Dizem que os artistas têm uma antena que capta tudo o que ainda vai acontecer.

Têm o dom de preparar as pessoas ao que está por vir.

Não lembro quem falou isso.

Escritor é artista, né?

Vai ver que é isso.

Ou foi a lembrança da mulher paulista mesmo?

Olhos de ressaca, ele disse.

A vida é mesmo um espantar-se!

 

15 – O TAMANHO DA TRISTEZA

 

Acho que foi naquele dia mesmo ou no outro ou ainda no outro que desabafei para o Enzo e para mim mesmo.

O que que há?

Chorar eu choro mesmo e forte quando reencontro o meu pai. Quando ele vem para o Brasil ou eu vou para a Argentina. A gente fica uns 20, 30 dias juntos. Pouco mais, pouco menos que não sou bom de conta. Depois na hora da separação é pior ainda. Aí, sim, entendo o tamanho da tristeza e choro. Choro mesmo. Mas, é diferente. Choro quieto, doído, no meu canto.
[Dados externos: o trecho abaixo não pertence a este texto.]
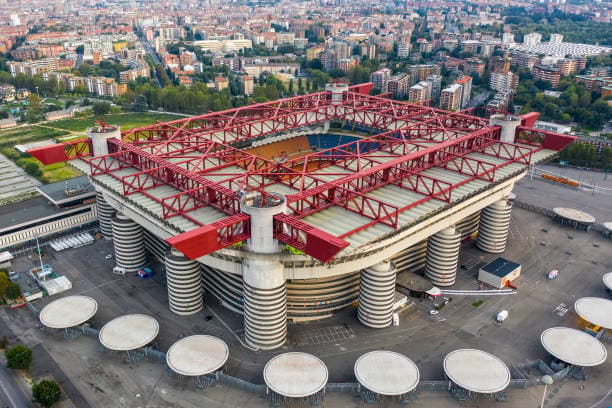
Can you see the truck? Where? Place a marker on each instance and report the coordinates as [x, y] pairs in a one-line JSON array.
[[501, 316]]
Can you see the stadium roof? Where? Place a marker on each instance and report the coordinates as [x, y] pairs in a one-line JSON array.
[[190, 173]]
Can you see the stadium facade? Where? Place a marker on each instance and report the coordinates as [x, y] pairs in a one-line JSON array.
[[296, 208]]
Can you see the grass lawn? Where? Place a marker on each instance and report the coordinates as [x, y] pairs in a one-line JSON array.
[[59, 172], [125, 120], [13, 136]]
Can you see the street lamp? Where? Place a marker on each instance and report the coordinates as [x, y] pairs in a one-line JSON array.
[[547, 380]]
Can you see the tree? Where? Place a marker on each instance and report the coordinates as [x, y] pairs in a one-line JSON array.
[[140, 103], [18, 357], [101, 108], [12, 291], [46, 393]]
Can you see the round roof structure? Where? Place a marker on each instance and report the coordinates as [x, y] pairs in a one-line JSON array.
[[477, 371], [597, 311], [197, 355], [574, 346], [68, 312], [387, 372], [129, 332], [608, 280], [295, 374], [574, 215]]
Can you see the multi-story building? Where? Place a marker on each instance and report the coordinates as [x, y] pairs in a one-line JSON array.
[[31, 68], [420, 92], [466, 90], [403, 49], [595, 83], [132, 74], [556, 38], [450, 98], [368, 50], [221, 83], [436, 86], [532, 39], [547, 74], [248, 85], [503, 82], [398, 85], [345, 64], [380, 79]]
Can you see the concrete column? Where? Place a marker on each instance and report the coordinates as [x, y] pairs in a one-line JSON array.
[[128, 240], [185, 295], [377, 295], [263, 278], [443, 256], [494, 226], [105, 213]]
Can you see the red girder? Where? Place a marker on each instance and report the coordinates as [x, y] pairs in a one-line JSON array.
[[543, 138], [187, 154], [212, 237], [62, 151]]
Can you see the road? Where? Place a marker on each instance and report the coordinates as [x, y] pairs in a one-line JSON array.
[[10, 393]]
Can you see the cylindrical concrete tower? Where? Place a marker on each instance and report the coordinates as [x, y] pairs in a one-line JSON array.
[[99, 135], [128, 240], [377, 295], [105, 214], [508, 123], [184, 279], [263, 278], [494, 226], [442, 257]]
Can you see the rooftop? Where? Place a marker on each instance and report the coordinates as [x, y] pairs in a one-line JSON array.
[[500, 267], [574, 346], [68, 191]]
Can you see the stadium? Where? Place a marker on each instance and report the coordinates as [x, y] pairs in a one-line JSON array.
[[297, 208]]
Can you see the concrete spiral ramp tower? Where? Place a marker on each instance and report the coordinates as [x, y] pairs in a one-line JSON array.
[[377, 294], [128, 240], [185, 296], [494, 226], [442, 257], [105, 215]]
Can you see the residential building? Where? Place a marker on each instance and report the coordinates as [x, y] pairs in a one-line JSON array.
[[398, 85], [503, 82], [380, 79], [466, 90], [547, 74], [450, 98]]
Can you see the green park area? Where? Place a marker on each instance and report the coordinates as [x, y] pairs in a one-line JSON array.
[[124, 120], [62, 130]]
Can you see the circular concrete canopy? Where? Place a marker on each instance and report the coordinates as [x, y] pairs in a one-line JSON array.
[[68, 312], [129, 332], [574, 215], [387, 372], [476, 371], [597, 311], [574, 346], [608, 280], [295, 374], [197, 355]]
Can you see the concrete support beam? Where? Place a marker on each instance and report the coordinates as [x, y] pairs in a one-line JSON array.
[[184, 279], [128, 240], [494, 226], [377, 295], [443, 256]]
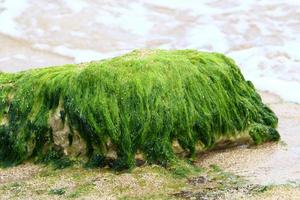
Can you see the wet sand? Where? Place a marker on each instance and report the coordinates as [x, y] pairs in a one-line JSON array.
[[271, 163]]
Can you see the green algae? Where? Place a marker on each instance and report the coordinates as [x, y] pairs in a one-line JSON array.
[[139, 102]]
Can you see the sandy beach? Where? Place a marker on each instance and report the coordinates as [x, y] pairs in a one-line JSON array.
[[261, 36]]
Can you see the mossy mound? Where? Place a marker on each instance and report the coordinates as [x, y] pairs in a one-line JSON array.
[[139, 102]]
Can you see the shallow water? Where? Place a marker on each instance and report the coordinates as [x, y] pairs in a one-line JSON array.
[[262, 36]]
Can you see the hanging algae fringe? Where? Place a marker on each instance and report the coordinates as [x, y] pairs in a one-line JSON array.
[[139, 102]]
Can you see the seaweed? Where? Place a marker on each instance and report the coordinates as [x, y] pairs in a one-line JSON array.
[[140, 102]]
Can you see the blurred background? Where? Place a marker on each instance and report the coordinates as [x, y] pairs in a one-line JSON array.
[[262, 36]]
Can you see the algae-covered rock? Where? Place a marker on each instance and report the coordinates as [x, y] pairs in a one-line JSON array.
[[139, 102]]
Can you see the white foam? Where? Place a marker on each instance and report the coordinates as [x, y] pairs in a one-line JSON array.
[[132, 19], [11, 10], [83, 55], [77, 5]]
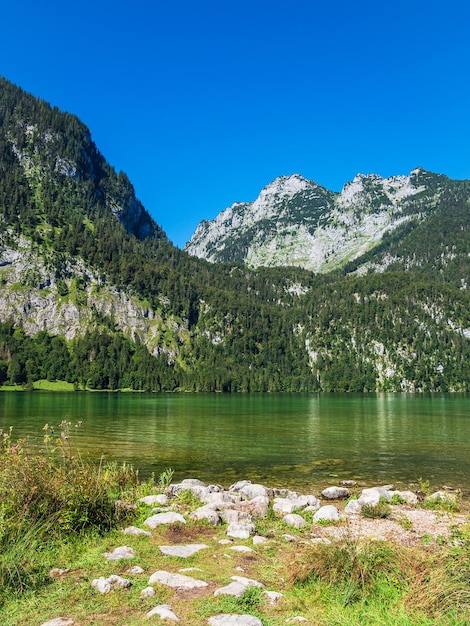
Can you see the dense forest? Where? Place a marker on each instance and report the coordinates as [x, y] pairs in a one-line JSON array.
[[221, 327]]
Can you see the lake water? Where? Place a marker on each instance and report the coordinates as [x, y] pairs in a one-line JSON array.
[[292, 440]]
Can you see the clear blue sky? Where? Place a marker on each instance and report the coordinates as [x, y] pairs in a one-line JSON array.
[[203, 103]]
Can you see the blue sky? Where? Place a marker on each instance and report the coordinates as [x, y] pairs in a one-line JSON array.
[[204, 103]]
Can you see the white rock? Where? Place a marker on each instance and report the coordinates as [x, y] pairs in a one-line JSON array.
[[133, 530], [372, 496], [176, 581], [257, 539], [205, 513], [272, 596], [329, 513], [160, 498], [241, 549], [353, 507], [409, 497], [164, 518], [248, 582], [294, 520], [253, 491], [240, 530], [148, 592], [182, 551], [235, 589], [335, 493], [123, 552], [231, 516], [232, 619], [164, 612]]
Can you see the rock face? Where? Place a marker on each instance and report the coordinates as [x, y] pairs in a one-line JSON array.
[[295, 221]]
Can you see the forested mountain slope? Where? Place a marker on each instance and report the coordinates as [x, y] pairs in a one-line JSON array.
[[93, 292], [370, 224]]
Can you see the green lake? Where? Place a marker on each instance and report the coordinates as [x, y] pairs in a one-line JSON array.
[[290, 440]]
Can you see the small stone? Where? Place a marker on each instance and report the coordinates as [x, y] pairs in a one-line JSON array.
[[240, 530], [257, 539], [257, 506], [176, 581], [164, 518], [253, 491], [205, 513], [101, 584], [160, 498], [353, 507], [183, 551], [123, 552], [272, 596], [335, 493], [328, 513], [235, 589], [232, 516], [164, 612], [241, 549], [133, 530], [148, 592], [248, 582], [294, 520], [232, 619], [56, 572]]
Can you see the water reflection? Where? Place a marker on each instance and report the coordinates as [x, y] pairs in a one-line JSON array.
[[292, 440]]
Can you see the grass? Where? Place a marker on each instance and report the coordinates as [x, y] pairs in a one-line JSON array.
[[57, 511]]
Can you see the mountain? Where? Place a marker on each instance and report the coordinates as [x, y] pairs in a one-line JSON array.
[[297, 222], [92, 292]]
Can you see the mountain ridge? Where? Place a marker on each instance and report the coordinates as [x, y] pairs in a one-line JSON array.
[[295, 221], [92, 292]]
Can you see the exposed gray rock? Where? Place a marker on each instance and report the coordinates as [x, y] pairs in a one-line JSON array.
[[232, 619], [148, 592], [442, 496], [164, 518], [176, 581], [164, 612], [105, 585], [294, 520], [205, 513], [133, 530], [272, 596], [253, 491], [240, 530], [353, 507], [372, 495], [160, 498], [257, 540], [248, 582], [231, 516], [235, 589], [258, 506], [182, 551], [239, 485], [328, 513], [335, 493], [409, 497], [241, 549], [123, 552], [136, 570]]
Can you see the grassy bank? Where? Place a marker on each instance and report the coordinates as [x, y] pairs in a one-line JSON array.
[[59, 512]]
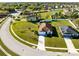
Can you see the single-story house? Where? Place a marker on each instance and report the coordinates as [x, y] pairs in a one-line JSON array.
[[45, 29]]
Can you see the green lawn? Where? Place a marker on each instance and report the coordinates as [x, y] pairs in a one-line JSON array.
[[56, 50], [7, 49], [2, 53], [26, 30], [46, 15], [57, 41]]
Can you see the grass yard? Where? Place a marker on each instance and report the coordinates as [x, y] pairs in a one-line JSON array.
[[46, 15], [57, 41], [7, 50], [2, 53], [26, 30], [56, 50]]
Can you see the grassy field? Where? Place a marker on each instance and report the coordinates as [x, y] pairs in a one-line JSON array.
[[2, 53], [57, 41], [46, 15], [76, 43], [26, 30], [7, 49]]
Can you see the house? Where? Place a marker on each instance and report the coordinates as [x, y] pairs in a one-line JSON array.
[[68, 31], [45, 29]]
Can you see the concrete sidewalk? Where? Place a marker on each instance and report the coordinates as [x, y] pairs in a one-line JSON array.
[[70, 46], [41, 43]]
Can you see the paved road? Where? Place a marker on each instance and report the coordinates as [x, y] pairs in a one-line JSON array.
[[41, 43]]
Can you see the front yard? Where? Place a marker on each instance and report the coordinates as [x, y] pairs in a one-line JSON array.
[[26, 30]]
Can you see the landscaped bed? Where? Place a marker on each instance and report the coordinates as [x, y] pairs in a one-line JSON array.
[[26, 30]]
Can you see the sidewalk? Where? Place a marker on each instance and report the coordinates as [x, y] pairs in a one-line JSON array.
[[41, 43], [70, 46]]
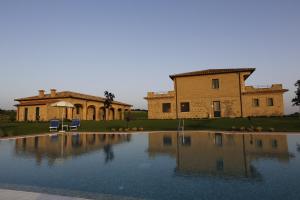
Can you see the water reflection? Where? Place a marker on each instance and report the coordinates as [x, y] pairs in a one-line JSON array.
[[218, 153], [63, 146]]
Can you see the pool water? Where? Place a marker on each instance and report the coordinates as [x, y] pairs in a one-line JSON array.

Quer dizer, na hora choro mesmo.

Depois, fico com esse chororô preso dentro de mim por vários dias. Três, quatro, sei lá.

Acho que o Enzo entendeu o que eu quis dizer.

Entendeu o tamanho da minha tristeza.

Nada disse. Mas senti que me entendeu.

Tá ruim, mas tá bom – assim que ele diz.

E sorri quando completo:

Melhor isso do que nada!

Continua amanhã…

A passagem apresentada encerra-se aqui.